Dès lors, nonobstant la procédure en cours de contestation de la saisie conservatoire introduite le 3 janvier 2025, l’acte de conversion a opéré attribution immédiate de la créance saisie rendant sans objet la contestation de la saisie conservatoire, à l’exception des actes de conversion, mais dont seul le juge de l’exécution du tribunal judiciaire de Versailles est saisi.
La demande de mainlevée sera donc écartée.
Par suite, sa demande accessoire de dommages-intérêts pour saisie abusive ne peut qu’être rejetée.
Sur les demandes accessoires
L’ordonnance sera confirmée en ses dispositions relatives aux frais irrépétibles et dépens de première instance.
Succombant, la société B Bati sera condamnée aux dépens d’appel.

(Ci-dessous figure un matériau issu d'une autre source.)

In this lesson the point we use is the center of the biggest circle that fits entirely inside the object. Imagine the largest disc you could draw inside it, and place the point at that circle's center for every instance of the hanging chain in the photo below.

Toutefois, considérant le fait que la conversion est intervenue postérieurement à l’exercice de l’appel, l’équité ne commande pas de faire droit aux demandes des parties présentées sur le fondement de l’article 700 du code de procédure civile à hauteur d’appel.
PAR CES MOTIFS
La cour statuant par arrêt contradictoire rendu en dernier ressort,
Vu la conversion de la saisie conservatoire en saisie-attribution intervenue le 20 octobre 2025,
Confirme l’ordonnance entreprise ;
Y ajoutant,
Déboute la société B Bati de ses demandes ;
Condamne la société B Bati aux dépens d’appel ;
Déboute la société LMTPT Location Matériel Travaux Publics de sa demande d’indemnisation au titre des frais irrépétibles.
Arrêt prononcé par mise à disposition au greffe de la cour, les parties en ayant été préalablement avisées dans les conditions prévues au deuxième alinéa de l’article 450 du code de procédure civile, signé par Madame Pauline DE ROCQUIGNY DU FAYEL, Conseillère faisant fonction de Présidente et par Madame Jeannette BELROSE, Greffière, à laquelle la minute de la décision a été remise par le magistrat signataire.